This microsite will be undergoing review and updates will appear during 2023/24.
Dazed or Confused
Drowsy or Sleepy
Irritable or 'In A Fog'
Difficulty Remembering Things
Any other change in normal behaviour

Concussion does not always involve losing consciousness; you must take any of these symptoms very seriously. For more details, see the Pocket Concussion Recognition Tool.

Stay aware and stay safe

The signs and symptoms of concussion usually start at the time of injury, but it’s not uncommon for symptoms to be delayed for up to 48 hours.
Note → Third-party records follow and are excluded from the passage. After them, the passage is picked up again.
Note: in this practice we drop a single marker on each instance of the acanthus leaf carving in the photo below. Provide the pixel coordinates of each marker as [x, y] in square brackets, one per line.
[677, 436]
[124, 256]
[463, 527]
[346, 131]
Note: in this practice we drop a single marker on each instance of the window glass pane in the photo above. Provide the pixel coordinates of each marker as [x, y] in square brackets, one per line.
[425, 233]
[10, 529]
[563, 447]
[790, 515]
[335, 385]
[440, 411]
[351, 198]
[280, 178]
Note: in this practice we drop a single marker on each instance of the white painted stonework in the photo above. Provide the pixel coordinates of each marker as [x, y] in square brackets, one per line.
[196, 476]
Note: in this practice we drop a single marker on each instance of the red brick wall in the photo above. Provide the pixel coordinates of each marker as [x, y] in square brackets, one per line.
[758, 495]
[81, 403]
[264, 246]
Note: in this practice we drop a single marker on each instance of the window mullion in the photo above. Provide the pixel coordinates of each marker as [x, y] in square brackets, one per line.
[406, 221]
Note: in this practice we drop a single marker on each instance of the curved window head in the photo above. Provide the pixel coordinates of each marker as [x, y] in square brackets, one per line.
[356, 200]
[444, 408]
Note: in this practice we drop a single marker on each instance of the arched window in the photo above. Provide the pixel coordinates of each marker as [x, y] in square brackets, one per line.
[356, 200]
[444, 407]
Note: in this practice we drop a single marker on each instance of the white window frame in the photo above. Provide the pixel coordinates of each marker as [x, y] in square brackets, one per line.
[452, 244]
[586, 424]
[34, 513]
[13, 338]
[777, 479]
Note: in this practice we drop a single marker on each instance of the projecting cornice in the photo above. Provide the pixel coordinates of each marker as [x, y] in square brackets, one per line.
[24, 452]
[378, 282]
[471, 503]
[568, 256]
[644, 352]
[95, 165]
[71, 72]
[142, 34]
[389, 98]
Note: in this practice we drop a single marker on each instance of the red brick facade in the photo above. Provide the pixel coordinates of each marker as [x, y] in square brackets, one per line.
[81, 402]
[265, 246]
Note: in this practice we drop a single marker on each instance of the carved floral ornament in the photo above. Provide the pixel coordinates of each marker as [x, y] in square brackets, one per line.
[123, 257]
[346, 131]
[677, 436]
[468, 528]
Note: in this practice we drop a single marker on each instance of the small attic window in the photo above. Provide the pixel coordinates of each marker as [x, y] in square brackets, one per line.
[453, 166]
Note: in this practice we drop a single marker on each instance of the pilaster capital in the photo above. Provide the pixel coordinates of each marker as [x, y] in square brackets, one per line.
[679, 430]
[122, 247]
Hitting your head a second time when you have concussion can be extremely serious.

Knowing what to do if you think someone might have a concussion can prevent serious injury and may even save a life.

Know what to do and watch out for each other

If you have hit your head or you think someone else might have suffered a concussion:

Stop Report Be Honest

  • Stop playing or doing whatever you are doing.
  • Report it to a teacher, parent, coach, referee or umpire immediately.
  • Be honest about how you’re feeling or what you’ve seen.

If someone has been knocked out or seems to be getting worse, someone must phone an ambulance to get them help quickly.

See the Pocket Concussion Recognition Tool for more guidance.

Remember that your health and your life are more important than any sport or game:

  • If you hit your head before a match, you must let your sports coach know.
  • If you are playing or training and hit your head, don’t return to the game until a doctor has assessed you.
  • If you are told to stay away from sport or training for a period of time, make sure you follow the instructions.